Diagnosis of anencephaly, encephalocele, craniosynostosis, and brain malformations, such as porencephaly, can be made on the basis of US findings. Fetuses with hydrocephalus or meningomyelocele should be evaluated for chromosomal abnormalities or anatomic defects in the cardiac, renal, and skeletal systems. Associated defects are present in 90-95% of cases.
Fetal chest abnormalities
Pulmonary hypoplasia, pleural effusions, cystic adenomatoid malformations, sequestration, and bronchogenic cysts are all pulmonary lesions that can be diagnosed on the basis of ultrasonographic findings.

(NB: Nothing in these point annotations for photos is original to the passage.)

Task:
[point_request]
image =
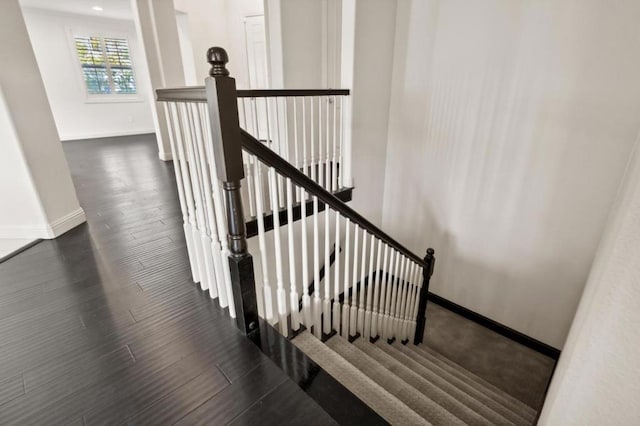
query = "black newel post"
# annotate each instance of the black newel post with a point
(227, 148)
(421, 320)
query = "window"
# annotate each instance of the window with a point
(106, 65)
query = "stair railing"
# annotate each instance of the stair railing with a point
(377, 292)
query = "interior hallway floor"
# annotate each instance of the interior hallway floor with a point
(520, 371)
(104, 325)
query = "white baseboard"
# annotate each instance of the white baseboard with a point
(66, 223)
(50, 231)
(99, 135)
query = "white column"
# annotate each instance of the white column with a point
(37, 193)
(156, 26)
(597, 380)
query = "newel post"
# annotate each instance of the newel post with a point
(227, 148)
(427, 272)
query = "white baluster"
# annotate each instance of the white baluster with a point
(362, 290)
(376, 294)
(295, 312)
(334, 171)
(214, 271)
(345, 297)
(416, 301)
(306, 299)
(346, 155)
(400, 310)
(340, 169)
(385, 272)
(246, 159)
(178, 165)
(280, 293)
(327, 155)
(395, 298)
(326, 307)
(353, 315)
(296, 150)
(336, 279)
(314, 175)
(390, 291)
(305, 161)
(205, 229)
(370, 289)
(279, 148)
(320, 180)
(198, 230)
(317, 304)
(220, 248)
(409, 304)
(264, 264)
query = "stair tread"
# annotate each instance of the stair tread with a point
(383, 402)
(477, 398)
(472, 379)
(413, 398)
(464, 406)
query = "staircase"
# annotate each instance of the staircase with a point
(412, 385)
(286, 156)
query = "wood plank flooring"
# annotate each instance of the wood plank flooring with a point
(104, 325)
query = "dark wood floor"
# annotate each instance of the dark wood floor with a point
(103, 325)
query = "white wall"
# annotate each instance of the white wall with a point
(510, 126)
(77, 117)
(157, 30)
(370, 95)
(21, 208)
(219, 23)
(37, 193)
(597, 380)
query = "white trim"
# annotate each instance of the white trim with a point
(66, 223)
(52, 230)
(98, 135)
(165, 156)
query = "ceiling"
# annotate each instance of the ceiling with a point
(120, 9)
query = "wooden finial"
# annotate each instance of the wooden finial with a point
(218, 59)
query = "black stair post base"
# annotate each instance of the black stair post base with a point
(244, 294)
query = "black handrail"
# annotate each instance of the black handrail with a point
(270, 158)
(198, 94)
(273, 93)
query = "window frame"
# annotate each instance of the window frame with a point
(104, 97)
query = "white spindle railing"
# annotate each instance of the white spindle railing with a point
(368, 287)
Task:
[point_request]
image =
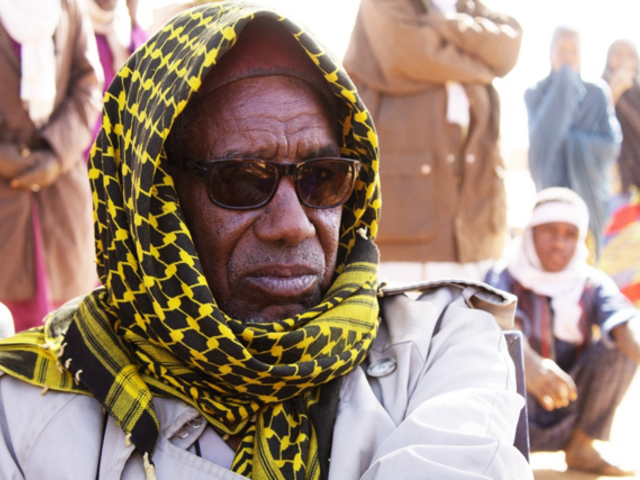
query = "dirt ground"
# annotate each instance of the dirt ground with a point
(624, 447)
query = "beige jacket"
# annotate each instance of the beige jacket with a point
(65, 210)
(442, 188)
(447, 411)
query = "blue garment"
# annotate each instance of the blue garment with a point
(574, 139)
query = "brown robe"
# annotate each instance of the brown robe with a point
(443, 194)
(65, 209)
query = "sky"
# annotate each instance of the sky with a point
(599, 22)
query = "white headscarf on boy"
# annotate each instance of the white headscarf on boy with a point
(565, 288)
(32, 24)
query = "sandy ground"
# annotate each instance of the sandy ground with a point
(624, 446)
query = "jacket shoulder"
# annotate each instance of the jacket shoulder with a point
(479, 295)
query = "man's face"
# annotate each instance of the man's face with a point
(555, 244)
(566, 51)
(622, 55)
(276, 261)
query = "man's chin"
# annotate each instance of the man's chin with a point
(270, 313)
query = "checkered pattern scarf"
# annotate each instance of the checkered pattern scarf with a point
(155, 328)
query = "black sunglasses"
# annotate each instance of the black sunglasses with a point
(246, 183)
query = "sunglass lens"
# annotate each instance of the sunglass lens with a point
(325, 183)
(241, 184)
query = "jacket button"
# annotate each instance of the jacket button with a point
(382, 367)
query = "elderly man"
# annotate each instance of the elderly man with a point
(240, 331)
(583, 334)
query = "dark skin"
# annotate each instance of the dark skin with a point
(276, 261)
(553, 388)
(270, 263)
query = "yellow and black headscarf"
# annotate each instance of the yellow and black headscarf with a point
(155, 328)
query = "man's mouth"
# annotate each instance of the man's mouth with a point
(283, 281)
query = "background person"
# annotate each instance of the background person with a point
(573, 133)
(240, 320)
(50, 80)
(425, 69)
(575, 379)
(620, 256)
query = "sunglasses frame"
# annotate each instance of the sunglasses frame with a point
(202, 168)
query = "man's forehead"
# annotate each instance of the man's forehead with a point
(265, 48)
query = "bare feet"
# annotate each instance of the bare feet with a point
(581, 454)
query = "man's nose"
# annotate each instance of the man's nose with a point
(285, 219)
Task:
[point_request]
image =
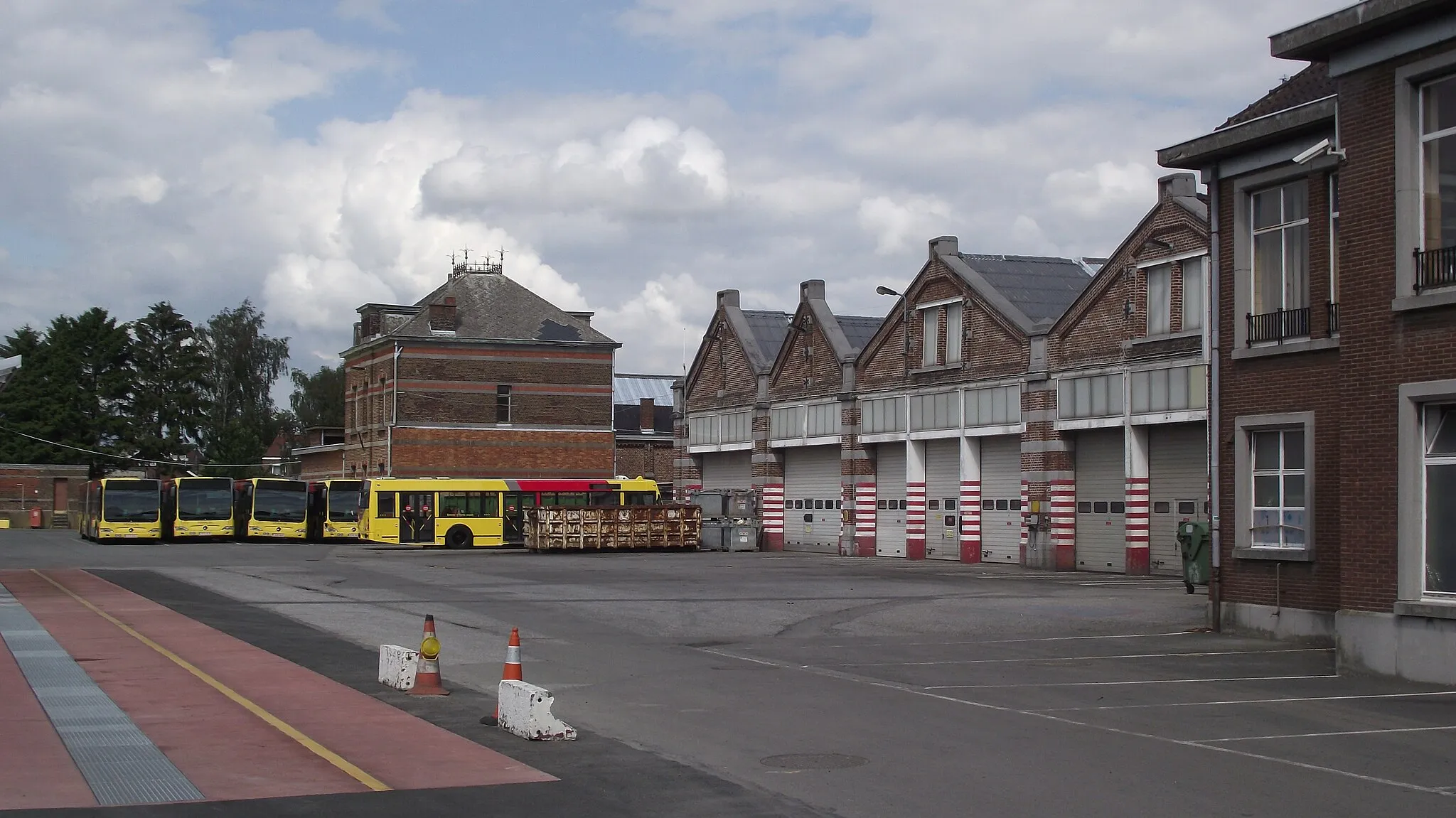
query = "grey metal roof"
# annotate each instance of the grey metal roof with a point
(1042, 287)
(491, 306)
(860, 329)
(632, 389)
(769, 329)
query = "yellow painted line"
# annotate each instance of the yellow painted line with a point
(248, 705)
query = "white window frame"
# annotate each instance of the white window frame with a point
(1246, 429)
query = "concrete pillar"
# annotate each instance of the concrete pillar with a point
(1135, 516)
(970, 500)
(915, 500)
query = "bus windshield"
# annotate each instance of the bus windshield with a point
(280, 501)
(344, 502)
(134, 501)
(205, 500)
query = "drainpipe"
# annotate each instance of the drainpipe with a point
(1215, 580)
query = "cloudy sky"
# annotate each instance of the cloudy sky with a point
(629, 158)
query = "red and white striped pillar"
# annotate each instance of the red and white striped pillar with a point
(970, 500)
(1135, 517)
(915, 500)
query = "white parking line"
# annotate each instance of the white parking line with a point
(1085, 658)
(1256, 701)
(1325, 734)
(1074, 722)
(1146, 682)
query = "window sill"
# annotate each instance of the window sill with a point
(1288, 348)
(1279, 555)
(1429, 609)
(1443, 297)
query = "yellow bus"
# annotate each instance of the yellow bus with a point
(464, 514)
(123, 508)
(197, 507)
(334, 511)
(271, 508)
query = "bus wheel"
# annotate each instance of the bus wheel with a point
(459, 537)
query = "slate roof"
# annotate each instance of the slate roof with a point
(491, 306)
(769, 329)
(1307, 86)
(1042, 287)
(860, 329)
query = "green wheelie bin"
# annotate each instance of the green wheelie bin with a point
(1194, 544)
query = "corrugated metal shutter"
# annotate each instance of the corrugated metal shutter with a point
(811, 500)
(890, 500)
(729, 470)
(943, 488)
(1001, 500)
(1177, 476)
(1101, 495)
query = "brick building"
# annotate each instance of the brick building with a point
(479, 377)
(1336, 290)
(643, 422)
(935, 433)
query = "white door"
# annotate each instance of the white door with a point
(1101, 511)
(1177, 490)
(811, 500)
(729, 470)
(943, 490)
(1001, 500)
(890, 500)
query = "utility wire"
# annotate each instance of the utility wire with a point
(143, 461)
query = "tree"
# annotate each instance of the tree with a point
(169, 379)
(242, 367)
(318, 399)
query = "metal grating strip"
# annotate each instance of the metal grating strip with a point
(118, 762)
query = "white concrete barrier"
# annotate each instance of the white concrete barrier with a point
(526, 712)
(397, 665)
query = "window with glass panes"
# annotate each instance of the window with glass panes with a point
(1439, 163)
(1280, 248)
(1279, 520)
(1440, 500)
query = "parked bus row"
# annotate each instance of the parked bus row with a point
(220, 508)
(430, 512)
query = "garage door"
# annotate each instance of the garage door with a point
(943, 487)
(1177, 490)
(729, 470)
(1001, 500)
(1101, 491)
(890, 500)
(811, 500)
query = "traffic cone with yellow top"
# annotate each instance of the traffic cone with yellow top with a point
(427, 676)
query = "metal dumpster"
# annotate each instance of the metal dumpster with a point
(1194, 544)
(618, 527)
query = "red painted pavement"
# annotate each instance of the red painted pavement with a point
(225, 750)
(36, 769)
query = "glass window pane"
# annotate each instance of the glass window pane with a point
(1265, 491)
(1293, 491)
(1296, 267)
(1265, 451)
(1439, 105)
(1296, 201)
(1440, 529)
(1268, 273)
(1265, 208)
(1295, 450)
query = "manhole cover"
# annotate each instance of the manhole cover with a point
(814, 762)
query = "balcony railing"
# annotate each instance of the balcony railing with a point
(1435, 268)
(1279, 325)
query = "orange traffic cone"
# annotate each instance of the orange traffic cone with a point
(427, 676)
(513, 664)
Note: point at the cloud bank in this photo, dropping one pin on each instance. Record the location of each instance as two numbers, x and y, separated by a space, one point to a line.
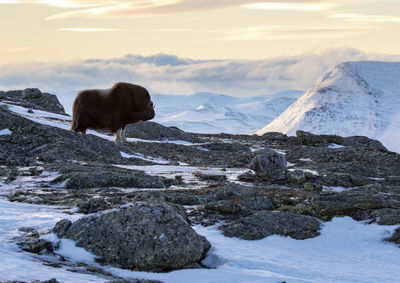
170 74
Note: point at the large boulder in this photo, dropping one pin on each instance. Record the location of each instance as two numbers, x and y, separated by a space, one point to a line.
271 164
266 223
35 99
146 236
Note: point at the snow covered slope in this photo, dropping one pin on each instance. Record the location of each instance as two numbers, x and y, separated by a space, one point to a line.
216 113
353 98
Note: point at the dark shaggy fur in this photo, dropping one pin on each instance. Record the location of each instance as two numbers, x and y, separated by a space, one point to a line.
111 110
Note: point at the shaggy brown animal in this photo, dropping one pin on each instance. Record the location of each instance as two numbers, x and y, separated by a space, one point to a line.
112 109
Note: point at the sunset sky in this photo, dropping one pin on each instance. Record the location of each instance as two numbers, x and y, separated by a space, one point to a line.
45 30
234 47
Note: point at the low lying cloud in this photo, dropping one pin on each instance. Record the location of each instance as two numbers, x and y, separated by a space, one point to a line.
165 7
89 29
290 32
174 75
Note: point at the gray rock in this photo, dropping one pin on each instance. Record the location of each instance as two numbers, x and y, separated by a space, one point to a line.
223 207
271 164
356 203
31 93
361 141
296 177
386 216
107 178
154 131
93 205
140 236
309 138
312 187
229 147
265 223
212 177
33 98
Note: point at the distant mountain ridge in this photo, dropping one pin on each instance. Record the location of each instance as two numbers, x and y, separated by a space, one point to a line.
353 98
218 113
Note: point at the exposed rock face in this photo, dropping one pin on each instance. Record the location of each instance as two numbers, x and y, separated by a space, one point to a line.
271 164
154 131
33 98
108 178
354 141
141 236
357 203
265 223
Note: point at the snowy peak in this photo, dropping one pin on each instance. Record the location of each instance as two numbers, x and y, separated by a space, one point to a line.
353 98
217 113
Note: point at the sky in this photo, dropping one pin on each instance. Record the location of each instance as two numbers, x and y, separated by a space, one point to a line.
234 47
48 30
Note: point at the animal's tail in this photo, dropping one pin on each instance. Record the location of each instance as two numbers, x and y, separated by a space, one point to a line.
74 124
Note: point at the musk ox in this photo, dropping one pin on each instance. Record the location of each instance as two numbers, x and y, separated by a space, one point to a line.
112 109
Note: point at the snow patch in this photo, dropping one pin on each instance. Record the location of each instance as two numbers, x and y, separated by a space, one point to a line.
151 159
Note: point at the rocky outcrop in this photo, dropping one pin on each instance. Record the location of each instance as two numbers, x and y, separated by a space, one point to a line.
140 236
353 141
357 203
271 164
265 223
33 98
155 131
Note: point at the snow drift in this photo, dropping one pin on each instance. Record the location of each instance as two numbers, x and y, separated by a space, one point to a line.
353 98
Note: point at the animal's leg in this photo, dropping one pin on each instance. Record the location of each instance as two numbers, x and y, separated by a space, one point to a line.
124 139
117 135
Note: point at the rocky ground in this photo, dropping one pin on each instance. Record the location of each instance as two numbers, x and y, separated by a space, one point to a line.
152 191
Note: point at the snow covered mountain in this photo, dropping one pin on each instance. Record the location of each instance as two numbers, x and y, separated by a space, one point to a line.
353 98
217 113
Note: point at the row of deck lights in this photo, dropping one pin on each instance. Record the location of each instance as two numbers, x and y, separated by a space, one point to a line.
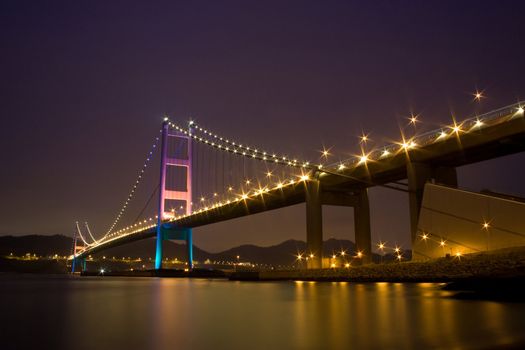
411 143
363 159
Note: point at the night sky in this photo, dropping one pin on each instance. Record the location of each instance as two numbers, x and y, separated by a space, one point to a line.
84 85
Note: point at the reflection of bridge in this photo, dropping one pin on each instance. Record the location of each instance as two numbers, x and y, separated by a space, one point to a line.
430 156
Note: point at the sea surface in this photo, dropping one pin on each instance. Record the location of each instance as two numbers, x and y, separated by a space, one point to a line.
72 312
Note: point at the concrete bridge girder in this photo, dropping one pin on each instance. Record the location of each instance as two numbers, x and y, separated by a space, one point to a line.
418 175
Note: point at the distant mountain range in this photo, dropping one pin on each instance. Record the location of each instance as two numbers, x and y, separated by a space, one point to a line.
283 253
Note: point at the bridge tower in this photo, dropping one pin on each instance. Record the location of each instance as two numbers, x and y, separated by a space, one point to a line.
75 250
175 188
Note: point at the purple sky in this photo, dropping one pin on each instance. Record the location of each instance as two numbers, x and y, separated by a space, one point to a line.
84 85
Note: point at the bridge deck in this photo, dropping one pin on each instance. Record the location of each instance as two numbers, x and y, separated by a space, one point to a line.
499 137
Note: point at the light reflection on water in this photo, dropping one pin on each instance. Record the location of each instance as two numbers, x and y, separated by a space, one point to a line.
146 313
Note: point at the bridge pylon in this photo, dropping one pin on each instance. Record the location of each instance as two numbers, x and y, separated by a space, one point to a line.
77 248
175 193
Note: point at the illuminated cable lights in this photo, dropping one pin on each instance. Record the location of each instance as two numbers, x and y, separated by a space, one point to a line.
246 151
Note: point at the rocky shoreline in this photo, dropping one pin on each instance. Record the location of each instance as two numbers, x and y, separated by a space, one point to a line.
502 264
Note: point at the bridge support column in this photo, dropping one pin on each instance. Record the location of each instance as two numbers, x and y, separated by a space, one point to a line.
363 236
78 263
189 247
314 224
418 175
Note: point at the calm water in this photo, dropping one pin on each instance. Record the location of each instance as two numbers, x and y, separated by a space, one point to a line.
145 313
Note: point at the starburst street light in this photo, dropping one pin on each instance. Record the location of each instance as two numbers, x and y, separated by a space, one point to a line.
478 95
363 159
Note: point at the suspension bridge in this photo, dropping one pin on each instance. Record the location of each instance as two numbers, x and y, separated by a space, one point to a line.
206 178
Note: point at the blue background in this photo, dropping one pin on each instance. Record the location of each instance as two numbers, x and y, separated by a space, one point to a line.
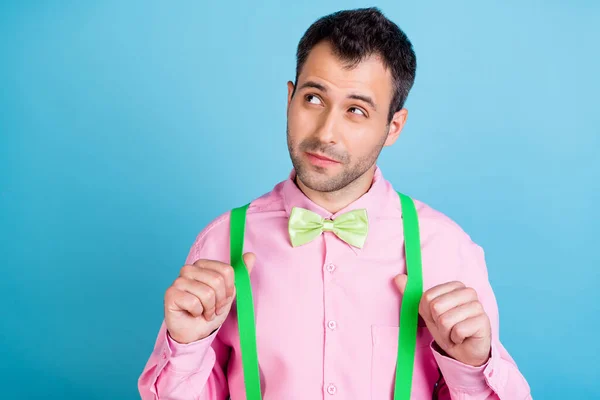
125 128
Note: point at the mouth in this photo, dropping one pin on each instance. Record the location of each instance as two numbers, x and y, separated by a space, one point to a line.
320 160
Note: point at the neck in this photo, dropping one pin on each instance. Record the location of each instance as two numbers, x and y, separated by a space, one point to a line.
339 199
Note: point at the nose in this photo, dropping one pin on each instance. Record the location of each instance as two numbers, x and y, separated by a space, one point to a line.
327 127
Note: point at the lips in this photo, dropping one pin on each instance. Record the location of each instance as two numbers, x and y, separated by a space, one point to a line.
322 158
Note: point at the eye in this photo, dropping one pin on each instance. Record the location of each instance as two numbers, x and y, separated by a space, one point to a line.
357 111
311 98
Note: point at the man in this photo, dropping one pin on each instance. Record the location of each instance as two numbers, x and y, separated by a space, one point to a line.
326 310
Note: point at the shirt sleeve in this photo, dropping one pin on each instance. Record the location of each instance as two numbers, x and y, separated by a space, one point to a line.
499 378
195 370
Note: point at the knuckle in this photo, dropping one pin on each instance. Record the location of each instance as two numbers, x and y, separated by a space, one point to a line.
428 297
471 292
208 295
170 292
217 281
179 282
477 306
194 302
186 270
444 321
436 308
228 273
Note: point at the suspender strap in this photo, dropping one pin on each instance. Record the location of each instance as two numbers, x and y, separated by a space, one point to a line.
409 310
245 306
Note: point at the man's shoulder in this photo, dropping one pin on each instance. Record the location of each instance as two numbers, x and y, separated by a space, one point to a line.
435 224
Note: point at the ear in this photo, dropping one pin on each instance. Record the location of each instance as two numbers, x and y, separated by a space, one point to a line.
290 92
396 125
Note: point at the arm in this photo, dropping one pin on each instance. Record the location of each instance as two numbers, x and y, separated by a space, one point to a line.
184 371
499 378
198 368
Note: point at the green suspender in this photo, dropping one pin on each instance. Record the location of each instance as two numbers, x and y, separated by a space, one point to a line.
245 307
409 311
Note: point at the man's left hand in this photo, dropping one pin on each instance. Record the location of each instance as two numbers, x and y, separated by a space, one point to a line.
456 320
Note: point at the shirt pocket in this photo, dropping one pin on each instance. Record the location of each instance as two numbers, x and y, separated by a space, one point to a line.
383 363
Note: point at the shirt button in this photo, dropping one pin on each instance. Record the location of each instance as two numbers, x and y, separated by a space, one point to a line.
331 389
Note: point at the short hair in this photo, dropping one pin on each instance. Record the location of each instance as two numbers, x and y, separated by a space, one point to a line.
358 34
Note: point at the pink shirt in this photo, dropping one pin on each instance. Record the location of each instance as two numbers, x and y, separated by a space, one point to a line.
327 313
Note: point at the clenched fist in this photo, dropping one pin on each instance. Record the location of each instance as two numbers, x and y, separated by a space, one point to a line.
200 299
456 320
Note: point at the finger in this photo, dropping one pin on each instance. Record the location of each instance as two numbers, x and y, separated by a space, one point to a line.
249 260
450 300
446 322
432 294
212 278
474 327
185 301
205 293
225 270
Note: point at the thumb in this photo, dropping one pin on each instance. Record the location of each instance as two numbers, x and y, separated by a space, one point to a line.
400 281
249 259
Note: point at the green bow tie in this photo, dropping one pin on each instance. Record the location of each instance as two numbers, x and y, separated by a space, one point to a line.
305 225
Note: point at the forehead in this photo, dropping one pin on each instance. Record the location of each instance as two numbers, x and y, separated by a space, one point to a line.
370 76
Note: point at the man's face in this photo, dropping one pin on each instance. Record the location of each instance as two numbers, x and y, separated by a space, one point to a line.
337 119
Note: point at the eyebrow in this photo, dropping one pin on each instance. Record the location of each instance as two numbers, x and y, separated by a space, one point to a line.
361 97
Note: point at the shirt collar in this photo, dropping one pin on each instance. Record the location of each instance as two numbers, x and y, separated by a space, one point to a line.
372 200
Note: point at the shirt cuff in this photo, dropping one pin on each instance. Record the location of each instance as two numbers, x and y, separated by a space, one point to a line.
462 376
187 357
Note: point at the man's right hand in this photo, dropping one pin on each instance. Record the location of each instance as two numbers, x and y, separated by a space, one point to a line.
200 299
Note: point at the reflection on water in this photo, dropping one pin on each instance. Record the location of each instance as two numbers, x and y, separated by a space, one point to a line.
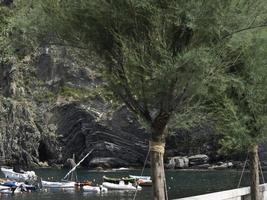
180 183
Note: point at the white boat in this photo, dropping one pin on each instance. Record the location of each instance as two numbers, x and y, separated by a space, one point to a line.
23 176
141 177
142 180
52 184
97 189
121 186
9 190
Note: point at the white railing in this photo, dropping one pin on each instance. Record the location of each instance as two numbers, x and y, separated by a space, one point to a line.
235 194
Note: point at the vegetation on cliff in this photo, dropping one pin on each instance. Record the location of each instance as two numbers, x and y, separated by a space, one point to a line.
166 61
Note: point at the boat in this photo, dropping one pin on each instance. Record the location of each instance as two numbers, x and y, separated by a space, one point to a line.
142 180
97 189
121 186
19 176
117 180
9 190
53 184
23 187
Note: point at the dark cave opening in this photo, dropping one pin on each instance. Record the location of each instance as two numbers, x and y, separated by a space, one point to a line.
44 153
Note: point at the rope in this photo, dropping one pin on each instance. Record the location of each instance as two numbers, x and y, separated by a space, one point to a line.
143 169
242 172
157 147
262 176
74 168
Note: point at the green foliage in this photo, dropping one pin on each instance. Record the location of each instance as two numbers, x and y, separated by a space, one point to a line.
166 60
240 106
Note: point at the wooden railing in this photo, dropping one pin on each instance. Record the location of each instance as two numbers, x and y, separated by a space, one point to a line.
235 194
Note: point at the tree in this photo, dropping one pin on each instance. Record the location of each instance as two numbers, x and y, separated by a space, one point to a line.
241 104
158 56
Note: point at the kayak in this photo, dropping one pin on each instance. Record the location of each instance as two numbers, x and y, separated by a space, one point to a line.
52 184
97 189
121 186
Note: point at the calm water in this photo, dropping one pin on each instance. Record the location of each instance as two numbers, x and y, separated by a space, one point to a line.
180 184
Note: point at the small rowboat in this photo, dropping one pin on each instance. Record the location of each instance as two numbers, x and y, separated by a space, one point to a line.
52 184
117 180
9 190
23 176
97 189
143 180
121 186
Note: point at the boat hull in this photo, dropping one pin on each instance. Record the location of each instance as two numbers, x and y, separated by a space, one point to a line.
120 186
10 174
97 189
51 184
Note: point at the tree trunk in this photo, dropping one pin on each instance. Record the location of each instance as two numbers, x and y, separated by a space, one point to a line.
254 172
157 148
158 175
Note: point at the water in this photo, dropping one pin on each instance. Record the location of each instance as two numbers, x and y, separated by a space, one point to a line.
180 183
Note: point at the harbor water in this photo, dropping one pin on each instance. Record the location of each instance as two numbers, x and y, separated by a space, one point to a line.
180 183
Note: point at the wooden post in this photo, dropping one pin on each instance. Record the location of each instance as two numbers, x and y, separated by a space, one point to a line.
158 174
254 172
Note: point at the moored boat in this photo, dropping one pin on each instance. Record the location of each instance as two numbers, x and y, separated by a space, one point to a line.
117 180
121 186
142 180
97 189
19 176
53 184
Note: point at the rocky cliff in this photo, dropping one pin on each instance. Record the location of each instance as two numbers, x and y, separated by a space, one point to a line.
51 109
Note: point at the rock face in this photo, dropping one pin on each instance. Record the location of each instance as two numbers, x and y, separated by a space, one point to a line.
19 133
116 143
48 112
200 159
178 162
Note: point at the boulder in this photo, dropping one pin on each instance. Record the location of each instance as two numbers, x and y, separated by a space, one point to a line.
199 159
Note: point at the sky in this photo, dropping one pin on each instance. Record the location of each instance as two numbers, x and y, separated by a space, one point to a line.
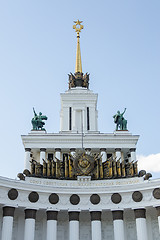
120 48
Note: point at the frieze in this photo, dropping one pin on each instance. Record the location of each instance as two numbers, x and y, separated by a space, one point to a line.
70 184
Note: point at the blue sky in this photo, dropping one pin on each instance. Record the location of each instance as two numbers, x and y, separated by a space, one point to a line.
120 48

Diagnosis of CDH is based on the presence of bowel or liver in the thorax with the accompanying blood supply, mediastinal shift, and pulmonary hypoplasia. Polyhydramnios may be present. After the diagnosis, serial US should be performed to monitor fetal growth and hydramnios and to evaluate for cardiac anomalies. Workup may include ultrafast magnetic resonance imaging (MRI), echocardiography, and karyotyping with amniocentesis to exclude associated anomalies. Hydrops is a predictor of a poor outcome.
Fetal cardiac abnormalities
Detailed cardiac US is indicated in fetuses with the following:
Other indications for cardiac echocardiography antenatally include the following:
M-mode echocardiography is used to measure chamber size, cardiac rhythm, pericardial effusions, and wall thickness and motion. Cross-sectional echocardiograms show the heart position and situs and the atrioventricular (AV) connections. Doppler echocardiograms show the direction and pattern of blood flow, and they can depict valvular regurgitation or stenotic lesions.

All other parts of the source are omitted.